Son olarak Van depreminin tekrar deprem gerçeğini Türkiye gündemine taşıdığını anlatan Er, şöyle konuştu: "Bu depremden sonra 'Kentsel Dönüşüm' diye bilinen 6306 sayılı Afet Riski Altındaki Alanların Dönüştürülmesi Yasası TBMM’de kabul edildi ve yürürlüğe girdi. Buradan da açıkça görüldüğü gibi kentsel dönüşümün sebebi afetlerdir. İlimizdeki yapılaşmanın yüzde 65’inin kaçak yapılardan oluştuğu yani mühendislik hizmeti görmediği, tektonik fay tarlası olarak görülen yerlerin, sıvılaşma alanlarının, gerekli önlemler alınmadan yapılan yapılaşmaların, jeolojik alt temelli planlarla ve jeolojik-jeoteknik çalışmalarla kentsel dönüşümün yapılması gerekliğini ortaya koymaktadır."Şube Başkanı Engin Er, Bursa'da estetiğe, görünüme verilen önem kadar deprem gerçeğine önem vermeyen veya bu gerçeği anlayamayan, jeolojik ve jeoteknik çalışmaları birer yük olarak gören çok sayıda yerel idare bulunduğuna değindi.Jeoloji Mühendisleri Odası Güney Marmara Şubesi olarak kentte deprem bilincinin oluşması ve uygulamalardaki aksaklıkların giderilmesi için bilimsel verilere dayalı olumlu değişimlere destek vereceklerini anlatan Engin Er, geçmişte çok sayıda yanlış uygulamalarla yapılan yanlış kentsel dönüşümlerin tekrarlanmaması için ellerinden gelen katkıyı koyacaklarını söyledi.
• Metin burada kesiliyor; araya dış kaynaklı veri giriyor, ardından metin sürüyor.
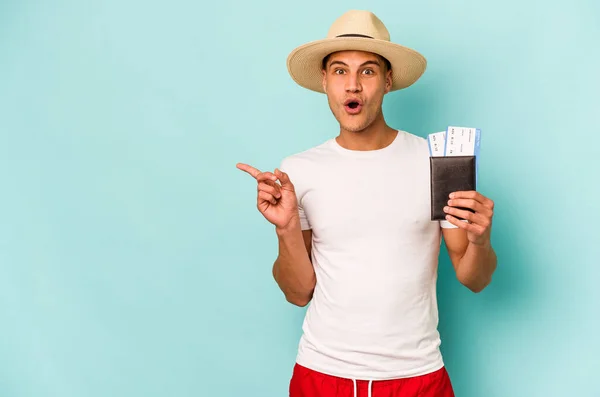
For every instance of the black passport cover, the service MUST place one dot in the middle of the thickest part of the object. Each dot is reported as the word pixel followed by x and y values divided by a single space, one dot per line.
pixel 449 174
TMMOB Jeoloji Mühendisleri Odası Güney Marmara Şube Başkanı Engin Er, yerel yönetimlere şu önerilerde bulundu:
- 1/100 bin'lik çalışmalarda deprem ve doğal afet gerçeği mutlaka işlenmelidir.
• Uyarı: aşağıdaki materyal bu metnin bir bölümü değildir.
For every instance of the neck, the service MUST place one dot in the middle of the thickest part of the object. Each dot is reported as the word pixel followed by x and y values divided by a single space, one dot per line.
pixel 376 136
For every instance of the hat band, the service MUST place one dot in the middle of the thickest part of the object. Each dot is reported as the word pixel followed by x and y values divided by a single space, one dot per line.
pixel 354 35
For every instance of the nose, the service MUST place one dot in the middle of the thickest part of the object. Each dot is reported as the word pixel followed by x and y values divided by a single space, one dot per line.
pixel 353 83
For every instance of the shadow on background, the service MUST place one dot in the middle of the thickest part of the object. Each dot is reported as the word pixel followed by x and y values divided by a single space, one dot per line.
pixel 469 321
-1/1000'lik çalışmalarda doğal afetler işlenmeli ve yapılaşma esnasında gerekli önem verilmeli
-Jeoloji mühendislerinin arazi çalışmaları mutlaka ilgili idare tarafından denetlenmeli
- Yapılan jeolojik-jeoteknik çalışmalar uygulama esnasında mutlaka ilgili idare tarafından denetlenmelidir.
-Zemin özelliği bakımında uygun olmayan bölgelerdeki yapılaşma bir an önce durdurulmalı veya gerekli önlemler alınmadan yapılaşmaya müsaade edilmemelidir.
-Mevcut yapı stokları da sadece demir beton değil zemin parametreleri açısından da kontrol edilmelidir.
-Kentsel dönüşüm yukarıdaki parametreler göz önüne alınarak planlanmalıdır. Yoksa 'kentsel dönüşüm yaparak, kentsel dönüşüme muhtaç alanlar oluştururuz .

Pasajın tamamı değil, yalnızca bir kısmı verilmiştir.